Профессор Кесселер успел к своей лекции в срок, даром что аутоваген, который его вез, дымился и тлел. Потрясенный до глубины души извозчик молил профессора выдать ему секрет — те самые слова, что он прошептал демонам, увеличившие их прыть в тысячу раз. Профессор категорически отказался — сведущий в Гоэции больше любого другого существа в Броккенбурге, способный торговаться с существами из глубочайших адских бездн, он старался не использовать свое искусство вне стен университета. Но извозчик был неумолим. Он стоял на коленях, клялся в вечной преданности Адскому Престолу, ползал у профессора в ногах — верно, думал, что сделавшись обладателем секрета столь потрясающей мощи, моментально сделается королем броккенбургских извозчиков или, того выше, отправится со своей колымагой, не стоившей ни единого доброго слова, прямиком на баден-баденские скачки. В конце концов профессор Кесселер позволил себя уговорить. Не потому, что был мягкосердечным — этот человек носил в себе по меньшей мере центнер засевших в нем заноз, наград, которыми его облагодетельствовали адские сеньоры — а потому, что в своей жизни больше всего на свете презирал только две вещи. Поддавшись уговорам возницы, он нацарапал заветные слова на медной пластине при помощи обломка ножниц, торчавшего у него из горла.
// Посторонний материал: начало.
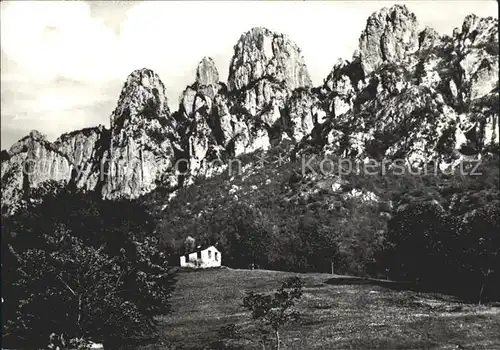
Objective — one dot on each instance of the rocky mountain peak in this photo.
(389, 36)
(476, 32)
(143, 94)
(427, 38)
(261, 53)
(206, 72)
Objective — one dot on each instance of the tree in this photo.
(481, 247)
(274, 311)
(98, 261)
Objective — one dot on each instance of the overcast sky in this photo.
(63, 63)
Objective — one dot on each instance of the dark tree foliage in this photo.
(458, 254)
(79, 266)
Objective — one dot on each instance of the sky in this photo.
(63, 63)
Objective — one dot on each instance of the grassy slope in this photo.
(336, 313)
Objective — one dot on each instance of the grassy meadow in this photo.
(337, 312)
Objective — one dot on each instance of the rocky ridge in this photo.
(406, 93)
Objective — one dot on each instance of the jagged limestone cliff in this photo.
(407, 93)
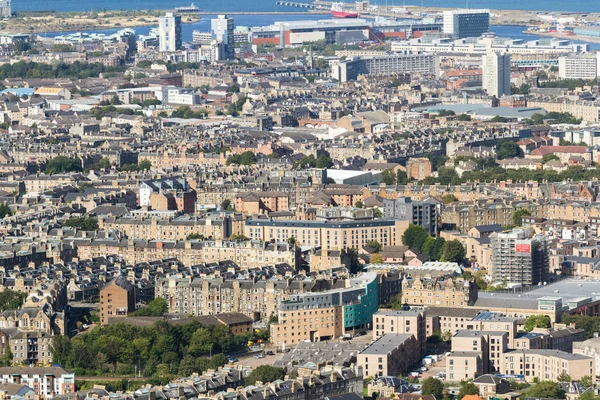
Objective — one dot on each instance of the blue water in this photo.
(269, 5)
(511, 31)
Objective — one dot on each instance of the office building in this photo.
(496, 74)
(169, 32)
(466, 23)
(518, 258)
(350, 69)
(318, 316)
(5, 8)
(579, 66)
(222, 31)
(422, 213)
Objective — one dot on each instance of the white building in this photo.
(222, 31)
(579, 66)
(169, 32)
(47, 382)
(496, 74)
(466, 23)
(5, 8)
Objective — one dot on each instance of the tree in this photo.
(375, 245)
(145, 165)
(377, 258)
(549, 157)
(546, 390)
(414, 236)
(324, 162)
(586, 381)
(467, 389)
(401, 178)
(61, 349)
(62, 164)
(518, 216)
(265, 373)
(11, 300)
(388, 177)
(454, 251)
(432, 386)
(449, 198)
(508, 149)
(537, 321)
(563, 377)
(5, 210)
(156, 308)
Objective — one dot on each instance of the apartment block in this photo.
(116, 299)
(548, 365)
(328, 235)
(392, 354)
(439, 292)
(519, 258)
(402, 322)
(47, 382)
(246, 254)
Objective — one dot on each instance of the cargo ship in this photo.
(337, 11)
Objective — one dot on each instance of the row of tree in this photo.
(161, 351)
(437, 248)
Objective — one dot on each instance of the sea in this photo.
(269, 5)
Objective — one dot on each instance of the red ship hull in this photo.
(344, 14)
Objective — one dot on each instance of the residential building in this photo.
(547, 365)
(350, 69)
(466, 23)
(579, 66)
(518, 258)
(336, 235)
(423, 213)
(326, 315)
(439, 292)
(418, 168)
(116, 299)
(47, 382)
(222, 29)
(169, 32)
(411, 321)
(392, 354)
(496, 74)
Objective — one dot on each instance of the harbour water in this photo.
(269, 5)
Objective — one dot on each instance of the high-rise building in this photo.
(579, 66)
(466, 23)
(222, 30)
(5, 8)
(422, 213)
(496, 74)
(169, 32)
(519, 258)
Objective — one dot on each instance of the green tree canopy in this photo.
(546, 390)
(467, 389)
(454, 251)
(518, 216)
(265, 373)
(414, 237)
(62, 164)
(537, 321)
(432, 386)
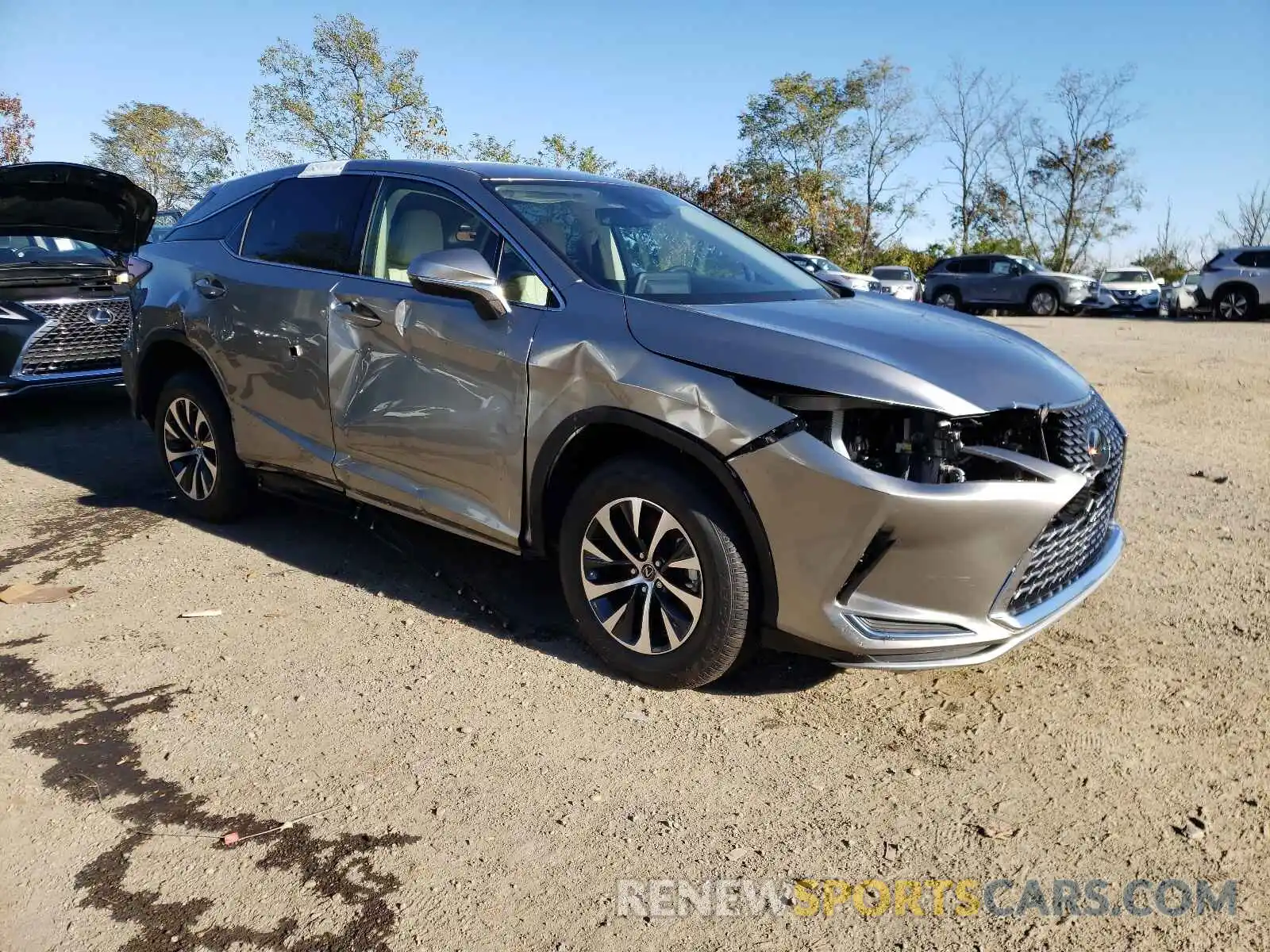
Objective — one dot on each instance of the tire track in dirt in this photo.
(95, 759)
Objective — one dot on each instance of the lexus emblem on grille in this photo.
(1096, 446)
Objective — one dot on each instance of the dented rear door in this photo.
(429, 404)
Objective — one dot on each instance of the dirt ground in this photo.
(483, 785)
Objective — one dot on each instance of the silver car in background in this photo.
(713, 447)
(899, 282)
(1236, 283)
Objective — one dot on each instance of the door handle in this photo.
(357, 314)
(210, 287)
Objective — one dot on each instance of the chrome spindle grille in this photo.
(1076, 537)
(80, 336)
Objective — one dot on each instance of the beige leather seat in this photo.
(529, 289)
(414, 232)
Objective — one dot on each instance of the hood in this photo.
(868, 347)
(63, 200)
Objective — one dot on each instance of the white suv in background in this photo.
(899, 281)
(1127, 289)
(1237, 283)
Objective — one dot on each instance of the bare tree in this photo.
(1250, 225)
(883, 137)
(975, 116)
(1079, 186)
(1168, 257)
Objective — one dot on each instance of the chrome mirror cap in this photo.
(460, 272)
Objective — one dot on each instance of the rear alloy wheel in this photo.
(1043, 302)
(1233, 305)
(653, 571)
(196, 442)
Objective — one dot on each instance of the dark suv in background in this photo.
(1005, 282)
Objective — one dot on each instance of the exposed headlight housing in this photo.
(911, 443)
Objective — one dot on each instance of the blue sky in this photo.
(662, 82)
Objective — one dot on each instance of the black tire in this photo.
(232, 486)
(723, 631)
(1235, 304)
(1049, 308)
(949, 294)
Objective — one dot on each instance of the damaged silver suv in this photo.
(714, 447)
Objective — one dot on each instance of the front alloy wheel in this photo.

Возница терпел два или три дня. Искушаемый соблазнами, подзуживаемый и раздираемый своими внутренними демонами, одним прекрасным вечером он вывел свой экипаж на самую ровную и прямую дорогу из всех, что можно сыскать в Нижнем Миттельштадте, собрался с духом и произнес заклинание. Говорят, оно звучало как Fjarlaeg?u hra?atakmarkanir. Handvirk stjornstilling. Простейшее заклинание, которое ведьмы изучают еще на втором круге, постигая основы Гоэции и учась говорить на одном языке с заклинаемыми ими созданиями. Вот только эти простые слова не были рассчитаны на то, что их когда-нибудь произнесен простой смертный, не посвященный в адские науки и не имеющий владыку-сюзерена.